Re: [RFC PATCH 01/22] kernel/entry/common: Move syscall_enter_from_user_mode_work() out of header
From: Peter Zijlstra
Date: Thu Feb 20 2025 - 05:47:16 EST
On Thu, Feb 20, 2025 at 09:32:36AM +0000, K Prateek Nayak wrote:
> Retain the prototype of syscall_enter_from_user_mode_work() in
> linux/entry-common.h and move the function definition to
> kernel/entry/common.c in preparation to notify the scheduler of task
> entering and exiting kernel mode for syscall. The two architectures that
> use it directly (x86, s390) and the four that call it via
> syscall_enter_from_user_mode() (x86, riscv, loongarch, s390) end up
> selecting GENERIC_ENTRY, hence, no functional changes are intended.
>
> syscall_enter_from_user_mode_work() will end up calling function whose
> visibility needs to be limited for kernel/* use only for cfs throttling
> deferral.
>
> Signed-off-by: K Prateek Nayak <kprateek.nayak@xxxxxxx>
> ---
> include/linux/entry-common.h | 10 +---------
> kernel/entry/common.c | 10 ++++++++++
> 2 files changed, 11 insertions(+), 9 deletions(-)
>
> diff --git a/include/linux/entry-common.h b/include/linux/entry-common.h
> index fc61d0205c97..7569a49cf7a0 100644
> --- a/include/linux/entry-common.h
> +++ b/include/linux/entry-common.h
> @@ -161,15 +161,7 @@ long syscall_trace_enter(struct pt_regs *regs, long syscall,
> * ptrace_report_syscall_entry(), __secure_computing(), trace_sys_enter()
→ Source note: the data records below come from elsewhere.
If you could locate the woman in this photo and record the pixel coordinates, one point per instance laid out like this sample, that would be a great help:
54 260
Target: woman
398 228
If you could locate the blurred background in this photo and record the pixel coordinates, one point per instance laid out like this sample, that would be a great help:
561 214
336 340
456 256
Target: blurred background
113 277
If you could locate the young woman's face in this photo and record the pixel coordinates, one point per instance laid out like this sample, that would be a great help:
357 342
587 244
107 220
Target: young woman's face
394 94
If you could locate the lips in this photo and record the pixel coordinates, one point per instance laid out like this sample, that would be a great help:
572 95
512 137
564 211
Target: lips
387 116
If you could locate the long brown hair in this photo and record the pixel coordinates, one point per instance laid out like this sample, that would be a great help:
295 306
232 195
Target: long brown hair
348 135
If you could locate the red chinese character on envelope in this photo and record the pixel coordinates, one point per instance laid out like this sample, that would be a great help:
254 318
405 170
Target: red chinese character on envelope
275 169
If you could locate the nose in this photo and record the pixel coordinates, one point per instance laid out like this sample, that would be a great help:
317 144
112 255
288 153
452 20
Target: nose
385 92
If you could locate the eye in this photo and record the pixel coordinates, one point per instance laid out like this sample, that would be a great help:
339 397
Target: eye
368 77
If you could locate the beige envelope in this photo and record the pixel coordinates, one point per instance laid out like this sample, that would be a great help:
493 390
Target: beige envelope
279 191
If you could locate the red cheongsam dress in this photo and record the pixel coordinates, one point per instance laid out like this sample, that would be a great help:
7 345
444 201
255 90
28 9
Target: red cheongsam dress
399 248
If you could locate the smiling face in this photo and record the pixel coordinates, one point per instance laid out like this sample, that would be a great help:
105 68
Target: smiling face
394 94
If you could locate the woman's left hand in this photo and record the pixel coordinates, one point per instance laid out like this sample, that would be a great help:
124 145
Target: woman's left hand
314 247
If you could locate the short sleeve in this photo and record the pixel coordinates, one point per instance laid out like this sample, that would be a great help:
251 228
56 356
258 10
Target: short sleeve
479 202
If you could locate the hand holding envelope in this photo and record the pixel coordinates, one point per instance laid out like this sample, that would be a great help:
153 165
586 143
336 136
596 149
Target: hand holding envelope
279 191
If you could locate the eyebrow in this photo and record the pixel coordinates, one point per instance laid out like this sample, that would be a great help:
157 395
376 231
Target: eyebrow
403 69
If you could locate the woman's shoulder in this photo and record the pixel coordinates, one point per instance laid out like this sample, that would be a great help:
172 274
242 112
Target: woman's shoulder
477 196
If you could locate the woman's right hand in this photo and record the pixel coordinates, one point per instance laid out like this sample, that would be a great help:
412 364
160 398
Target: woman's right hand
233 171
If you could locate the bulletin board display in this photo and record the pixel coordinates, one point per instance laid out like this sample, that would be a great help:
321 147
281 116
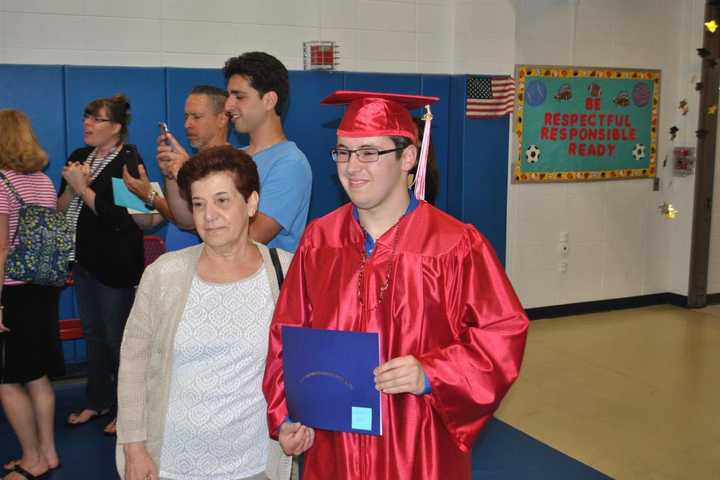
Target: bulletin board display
585 123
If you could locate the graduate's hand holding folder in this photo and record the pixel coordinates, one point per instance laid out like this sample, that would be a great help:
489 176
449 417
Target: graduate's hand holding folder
329 380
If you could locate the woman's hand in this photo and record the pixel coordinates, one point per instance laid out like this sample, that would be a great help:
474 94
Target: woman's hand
138 463
400 375
295 438
77 175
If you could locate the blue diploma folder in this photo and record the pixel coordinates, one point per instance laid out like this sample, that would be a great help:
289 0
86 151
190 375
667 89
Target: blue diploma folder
329 382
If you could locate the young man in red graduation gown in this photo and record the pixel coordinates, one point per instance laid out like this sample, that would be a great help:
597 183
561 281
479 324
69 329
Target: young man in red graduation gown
452 331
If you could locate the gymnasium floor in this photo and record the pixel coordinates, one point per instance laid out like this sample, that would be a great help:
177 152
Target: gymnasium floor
630 394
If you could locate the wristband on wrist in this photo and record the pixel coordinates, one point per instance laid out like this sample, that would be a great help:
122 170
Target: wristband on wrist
150 201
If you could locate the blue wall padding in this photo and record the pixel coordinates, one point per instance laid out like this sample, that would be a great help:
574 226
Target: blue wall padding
484 179
39 91
471 154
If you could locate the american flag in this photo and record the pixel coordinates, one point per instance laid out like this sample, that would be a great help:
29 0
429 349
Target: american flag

> * 2) Invocation of audit_syscall_entry()
> */
> -static __always_inline long syscall_enter_from_user_mode_work(struct pt_regs *regs, long syscall)
> -{
> - unsigned long work = READ_ONCE(current_thread_info()->syscall_work);
> -
> - if (work & SYSCALL_WORK_ENTER)
> - syscall = syscall_trace_enter(regs, syscall, work);
> -
> - return syscall;
> -}
> +long syscall_enter_from_user_mode_work(struct pt_regs *regs, long syscall);
>
> /**
> * syscall_enter_from_user_mode - Establish state and check and handle work
> diff --git a/kernel/entry/common.c b/kernel/entry/common.c
> index e33691d5adf7..cc93cdcc36d0 100644
> --- a/kernel/entry/common.c
> +++ b/kernel/entry/common.c
> @@ -79,6 +79,16 @@ noinstr void syscall_enter_from_user_mode_prepare(struct pt_regs *regs)
> instrumentation_end();
> }
>
> +__always_inline long syscall_enter_from_user_mode_work(struct pt_regs *regs, long syscall)
> +{
> + unsigned long work = READ_ONCE(current_thread_info()->syscall_work);
> +
> + if (work & SYSCALL_WORK_ENTER)
> + syscall = syscall_trace_enter(regs, syscall, work);
> +
> + return syscall;
> +}
> +
> /* Workaround to allow gradual conversion of architecture code */
> void __weak arch_do_signal_or_restart(struct pt_regs *regs) { }
This breaks s390. While you retain an external linkage, the function
looses the noinstr tag that's needed for correctness.
Also, extern __always_inline is flaky as heck. Please don't do this.